This is an R package that offers additional text preprocessing functionality specifically designed for tweets. The package bundles functions to help with cleaning and gaining insight into tweet data, providing additional resources for EDA or enabling feature engineering.

The main functions of this package are:

- remove_punct : Removes punctuation from a vector with tweets

- extract_ngram: Extracts n-grams from a vector with tweets

- extract_hashtags: Creates a list of hashtags from a vector with tweets

- generate_cloud: Creates a word cloud of the most frequent words from a vector with tweets

In the R ecosystem there are no packages focused on preprocessing tweet data. The popular tweeteR package is oriented to provide access to the Twitter API, but any data cleaning should be done using general text processing packages such as stringr. Our package fill the niche since it can be leveraged to clean tweet data and extract new features.

Installation

You can install the released version of textprepr from GitHub with:

# install.packages("devtools")
devtools::install_github("UBC-MDS/textprepr")

Example

This is a basic example which shows you how to solve a common problem:

library(textprepr)
tweets <- c(
    "Make America Great Again! @DonaldTrump",
    "It's rocket-science tier investment~~ #LoveElonMusk"
)

remove_punct(tweets, skip = c("'", "@", "#", "-"))
#> [1] "Make America Great Again @DonaldTrump"            
#> [2] "It's rocket-science tier investment #LoveElonMusk"

Contributing

Contributors: Arijeet Chatterjee, Joshua Sia, Melisa Maidana, Philson Chan (DSCI_524_GROUP21).

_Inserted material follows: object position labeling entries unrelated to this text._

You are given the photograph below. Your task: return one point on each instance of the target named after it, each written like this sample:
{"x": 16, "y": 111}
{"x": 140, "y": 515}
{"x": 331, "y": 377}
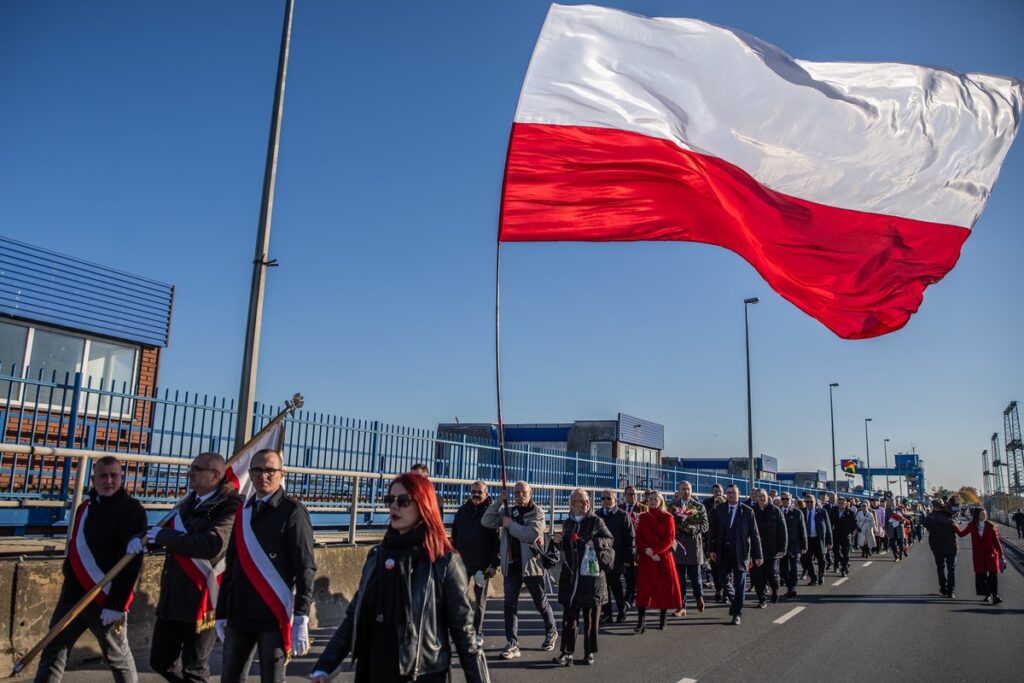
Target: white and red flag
{"x": 850, "y": 187}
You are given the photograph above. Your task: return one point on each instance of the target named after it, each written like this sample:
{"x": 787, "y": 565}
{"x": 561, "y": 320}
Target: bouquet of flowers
{"x": 689, "y": 516}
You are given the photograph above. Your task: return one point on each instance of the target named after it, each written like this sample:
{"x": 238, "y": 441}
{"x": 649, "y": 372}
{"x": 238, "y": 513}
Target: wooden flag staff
{"x": 290, "y": 408}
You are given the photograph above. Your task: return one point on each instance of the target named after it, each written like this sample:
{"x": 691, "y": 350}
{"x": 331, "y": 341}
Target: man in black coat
{"x": 735, "y": 543}
{"x": 625, "y": 545}
{"x": 942, "y": 541}
{"x": 183, "y": 635}
{"x": 796, "y": 547}
{"x": 103, "y": 525}
{"x": 280, "y": 539}
{"x": 844, "y": 523}
{"x": 774, "y": 540}
{"x": 477, "y": 546}
{"x": 818, "y": 538}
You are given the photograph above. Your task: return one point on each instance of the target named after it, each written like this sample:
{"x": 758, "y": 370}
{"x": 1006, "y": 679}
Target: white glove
{"x": 109, "y": 616}
{"x": 300, "y": 635}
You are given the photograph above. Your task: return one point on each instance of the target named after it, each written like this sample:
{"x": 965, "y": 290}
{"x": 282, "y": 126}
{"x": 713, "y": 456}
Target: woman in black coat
{"x": 413, "y": 605}
{"x": 582, "y": 595}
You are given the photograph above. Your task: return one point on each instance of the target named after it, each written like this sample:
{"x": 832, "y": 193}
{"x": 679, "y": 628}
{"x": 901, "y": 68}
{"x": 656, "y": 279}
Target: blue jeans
{"x": 945, "y": 564}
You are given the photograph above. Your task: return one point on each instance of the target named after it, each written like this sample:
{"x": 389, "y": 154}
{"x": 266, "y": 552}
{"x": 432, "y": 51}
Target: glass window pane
{"x": 12, "y": 338}
{"x": 110, "y": 368}
{"x": 57, "y": 356}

Interested in contributing? Check out the contributing guidelines

Please note that this project is released with a Code of Conduct. By contributing to this project, you agree to abide by its terms.

License

textprepr was created by Arijeet Chatterjee, Joshua Sia, Melisa Maidana, Philson Chan (DSCI_524_GROUP21).

It is licensed under the terms of the MIT license.